Monday, 31 October 2022



There was a time, more years ago than I care to mention, when I read nothing but horror novels. I knew who the King was and I devoured page after page of his rambling prose, I was in love with the works of James Herbert, fascinated and often sickened by the splatter-punks. I would squeeze in a short story from the Pan Books between novels and I explored the likes of Koontz, Barker, Laymon, Lumley and others.

 I became personal friends with several dark scribes and even had one horror author (Steve Harris) come visit and stay several days while we drank whisky and talked genre history - a journey that took us from Stoker and Poe via Jackson, Lovecraft and down that dark winding road  to Stephen King and of course there was  a little Guy N. Smith thrown in for good measure.  Eclectic blood soaked days, indeed.

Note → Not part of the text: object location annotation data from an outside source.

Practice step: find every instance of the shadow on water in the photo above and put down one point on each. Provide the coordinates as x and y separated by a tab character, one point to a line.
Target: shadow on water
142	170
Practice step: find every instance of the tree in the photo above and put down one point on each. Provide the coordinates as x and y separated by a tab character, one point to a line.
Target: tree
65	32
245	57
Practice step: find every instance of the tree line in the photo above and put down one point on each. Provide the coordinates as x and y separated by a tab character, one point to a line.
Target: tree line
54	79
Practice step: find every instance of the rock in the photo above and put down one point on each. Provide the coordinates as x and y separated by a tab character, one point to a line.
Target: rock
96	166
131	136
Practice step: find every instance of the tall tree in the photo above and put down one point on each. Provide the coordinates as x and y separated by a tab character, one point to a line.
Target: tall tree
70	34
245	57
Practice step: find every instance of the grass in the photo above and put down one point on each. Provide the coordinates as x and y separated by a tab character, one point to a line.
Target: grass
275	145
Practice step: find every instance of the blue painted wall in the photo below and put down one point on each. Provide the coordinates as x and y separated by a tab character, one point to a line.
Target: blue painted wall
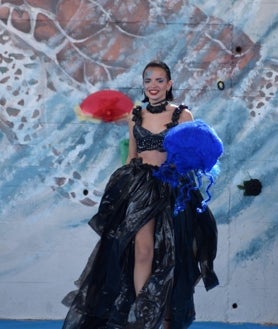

That was then though but these days apart from the odd Stephen King, and he's long broadened out from basic horror, I've not really explored the genre. So I'm not sure how I stumbled across The Ritual by Adam Nevill but I did, and all I can say is WOW! This is a brilliant read that showed me that not only was the genre alive and well but it remains as much fun as its always been.

It was the plot of the book - several city slicker friends out of their depths in the Scandinavian wilderness - which appealed because I am a great fan of nordic noir, and that particular sub-genre often skirts around the borderline of what we would call horror fiction.Of course the fact that the author's gained much praise from critics, even being called the British Stephen King also intrigued me.

After a few pages I was hooked and picked up the book at every opportunity - it starts off by exploring the fractured relationships between the four lifelong friends, before they take a wrong turning and become lost in an ancient forest where they are stalked by some sort of creature that may be as old as time itself. Throw in Viking legends, a death metal combo. the old Gods and a group of hillbillies that seem to have been spawned from a mating between Deliverance and the Texas Chainsaw Massacre. Oh, and let's not forget that pitiful old woman who just may be the creepiest character in the entire book.

The author does an excellent job of creating atmosphere and the tension is handled so well that the pages just fly by, as the reader becomes engrossed in the well constructed and expertly handled story. Things do get gruesome in places but there is a lot of black humour that is positioned in such a way as to allow the reader to go with the more ridiculous sections of the narrative.

To sum up then this is a powerhouse of a horror novel - often terrific and never silly. That's quite an accomplishment.